Tuesday, September 13, 2005

Always a Worrier

I have always been a worrier. When I look back now, I often worried about silly things, but at the time they seemed real and important.

When I was 2, I worried about leaving my old house and moving to my new house, leaving behind my familiar neighborhood and my backyard sandbox.

When I was 5, I worried about spending the night with friends because I occasionally wet the bed.

When I was 6 and in kindergarten, I worried about remembering the details of various fairy tales that we acted out.

From the time I started school, I worried about making good grades. I don’t know why because I always did.

When I was 13, I worried about being singled out in school for being a smart nerd. I so wanted to be just like everybody else. I also worried about not being able to do all the things on the President’s Physical Fitness Test. I never could and I didn’t fail PE!

When I was 15, I worried about being in a musical competition that my mother wanted me enter. I finally said no, and that was the end of that.

It seemed like I was from time to time worried about getting into exclusive groups – Keyettes in high school, math camp at FSU, college, and Chi Omega sorority in college. I eventually got into all of them and worrying about it didn’t help at all.

In my mid-20s, I worried about finding someone to love permanently. David came into my life and that worry was solved.

I have always worried about falling down because of the way I walk. The first time I remember falling was when I was 15 in junior high school. I walked out of the cafeteria and tripped over a small metal thing sticking up out of the concrete. I have tripped a few more times since then, the worst of these being in Norway when we were on vacation. I had my arms full and couldn’t break my fall and ended up breaking a tooth.

When my first efforts and getting pregnant weren’t successful, I worried about every being able to have children.

When I worked in the International Division of the Census Bureau, I worried about having to leave my family to go on long trips. I loved those trips, but hated being away, especially when my children were young.

From time to time, I have had typical parental worries when my children didn’t come home on time or when they had health issues. I still worry about Daniel’s OCD and Rachel’s eating disorder problems which are sporadic.

As my parents got older, I worried because I was so far away and couldn’t be there for them. When they were sick and dying, I never could just stay and take care of them because I had my own family to take care of.

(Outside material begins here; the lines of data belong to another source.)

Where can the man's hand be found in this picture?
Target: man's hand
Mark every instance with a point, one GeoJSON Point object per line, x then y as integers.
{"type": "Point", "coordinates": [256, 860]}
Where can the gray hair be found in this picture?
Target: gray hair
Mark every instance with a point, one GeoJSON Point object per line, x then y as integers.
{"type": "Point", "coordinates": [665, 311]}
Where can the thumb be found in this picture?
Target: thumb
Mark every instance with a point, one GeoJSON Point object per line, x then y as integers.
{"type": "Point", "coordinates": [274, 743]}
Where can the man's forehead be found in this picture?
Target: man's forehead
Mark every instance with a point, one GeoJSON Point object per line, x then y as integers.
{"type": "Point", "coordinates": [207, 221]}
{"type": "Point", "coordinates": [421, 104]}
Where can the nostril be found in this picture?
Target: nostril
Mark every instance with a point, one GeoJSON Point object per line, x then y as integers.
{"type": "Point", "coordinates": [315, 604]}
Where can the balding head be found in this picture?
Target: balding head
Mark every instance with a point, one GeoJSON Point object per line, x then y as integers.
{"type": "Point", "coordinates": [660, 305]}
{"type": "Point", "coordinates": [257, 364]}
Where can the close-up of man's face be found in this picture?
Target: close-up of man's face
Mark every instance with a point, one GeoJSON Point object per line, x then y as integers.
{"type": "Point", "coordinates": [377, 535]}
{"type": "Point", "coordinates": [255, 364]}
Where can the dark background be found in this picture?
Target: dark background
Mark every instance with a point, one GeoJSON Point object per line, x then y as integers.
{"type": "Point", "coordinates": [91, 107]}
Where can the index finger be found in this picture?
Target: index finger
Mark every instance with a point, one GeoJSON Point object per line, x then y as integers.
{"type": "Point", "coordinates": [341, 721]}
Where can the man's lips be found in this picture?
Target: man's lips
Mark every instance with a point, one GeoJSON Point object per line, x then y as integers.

For as long as I can remember, I have worried about drowning. I didn’t learn to swim as a child, partly because my mother was deathly afraid of the water and transmitted her fear to me. I can sort of swim now, but when I am in water over my head, I still don’t trust myself.

Until recently, I didn’t worry much about my relationship with other people. People in general acted like they liked me, but it was never a great concern until recently. I now seem to worry about having close friends and people I can talk to about anything and everything. I ask myself why this would be a concern now when it never was in the past. From a young age I had to be somewhat self-reliant because I had no siblings to share things with. So I just kept everything to myself and that was OK. But it’s no longer OK and I very much want these friends.

In the last few years, I have begun to worry about dying. I have had 4 small melanomas removed and half my thyroid removed with papillary cancer. The thought that there is some form of cancer lurking in my body is a constant concern. I see doctors regularly to reassure me that all is well, but they are just human and may not be able to really tell.

This sounds like a long worry list. Interestingly enough, many of the things that other people worry about – infidelity of a spouse, mounting debts, children on drugs, trouble at work, even getting older – are not in my list at all. In actuality, none of this worry has ever driven me into deep depression or caused me to ever really disrupt my life. I can truthfully say that it truly never accomplished a thing. But it is still an inherent part of me that I can’t deny.